The bond market didn't' react much. The yield on the 10-year Treasury note held steady at 2.27 percent.

The move by the Fed's Open Market Committee to lift its key rate by a quarter-point -- to a range of 0.25 percent to 0.5 percent -- is the first increase since the panel pushed the key rate to 5.25 percent on June 29, 2006. In a succession of moves necessitated by the financial crisis and the Great Recession that officially ended in mid-2009, the committee took the rate to zero exactly seven years ago, on Dec. 16, 2008.

There were no dissents, even though multiple committee members publicly over the past few months have expressed reservations about rate hikes. The committee also voted to raise the discount rate a quarter-point to 1 percent.

In addition to the usual documents released with the post-meeting statement, the Fed also put out a statement outlining the mechanics of how the new rate will come to pass. The program will be an ambitious one, involving $2 trillion of securities that will be used in overnight trading to push the rate into the desired range. However, the FOMC statement said it will be some time before the Fed starts unwinding its mammoth $4.5 trillion balance sheet.
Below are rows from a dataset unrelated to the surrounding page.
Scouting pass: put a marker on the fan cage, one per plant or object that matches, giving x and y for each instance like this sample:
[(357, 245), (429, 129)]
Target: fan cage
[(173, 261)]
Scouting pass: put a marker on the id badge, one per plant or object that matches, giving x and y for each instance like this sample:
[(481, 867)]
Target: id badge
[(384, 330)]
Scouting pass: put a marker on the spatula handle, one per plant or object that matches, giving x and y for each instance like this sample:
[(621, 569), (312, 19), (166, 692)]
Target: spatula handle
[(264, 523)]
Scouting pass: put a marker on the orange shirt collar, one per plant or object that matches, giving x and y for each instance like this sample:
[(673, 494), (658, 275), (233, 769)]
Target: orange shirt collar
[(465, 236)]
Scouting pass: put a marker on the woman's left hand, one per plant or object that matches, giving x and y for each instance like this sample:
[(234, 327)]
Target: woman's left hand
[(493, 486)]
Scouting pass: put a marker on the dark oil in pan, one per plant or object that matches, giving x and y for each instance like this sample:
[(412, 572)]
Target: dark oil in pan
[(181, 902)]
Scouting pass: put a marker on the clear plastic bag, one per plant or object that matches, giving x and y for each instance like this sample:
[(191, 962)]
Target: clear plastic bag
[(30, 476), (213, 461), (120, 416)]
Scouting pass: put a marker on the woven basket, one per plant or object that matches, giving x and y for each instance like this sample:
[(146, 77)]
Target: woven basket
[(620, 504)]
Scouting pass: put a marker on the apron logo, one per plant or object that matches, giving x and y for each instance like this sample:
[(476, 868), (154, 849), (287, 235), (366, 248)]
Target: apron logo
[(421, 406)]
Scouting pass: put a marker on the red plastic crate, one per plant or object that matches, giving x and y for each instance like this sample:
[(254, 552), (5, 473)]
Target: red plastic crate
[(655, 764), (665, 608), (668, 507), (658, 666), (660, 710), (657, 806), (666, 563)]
The move shows that the Fed is confident that the U.S. economy has improved a great deal since the financial crisis. But in its statement announcing the rate hike, the Fed's Open Market Committee said expects "only gradual increases" in rates going forward, indicating wariness over the strength of the recovery. In particular, the Fed will be watching to ensure that the rate hikes do not significantly crimp strong consumer demand, or cool a housing market that has also propped up recent growth.

In a Dec. 9 Reuters poll, economists forecast the federal funds rate would rise to be 1.0-1.25 percent by the end of 2016 and 2.25 percent by Dec. 31, 2017.

The Fed has been unusually patient in nurturing this economic recovery, with interest rates held near zero.

Since World War II, the average U.S. expansion has lasted just under five years, while this one has been going on for six and a half. Throughout that time, though, the economy has struggled to move beyond modest 2 to 2.5 percent annual growth. As a result, the Fed has stayed put for a full seven years, about twice as long as the central bank usually waits to begin tightening.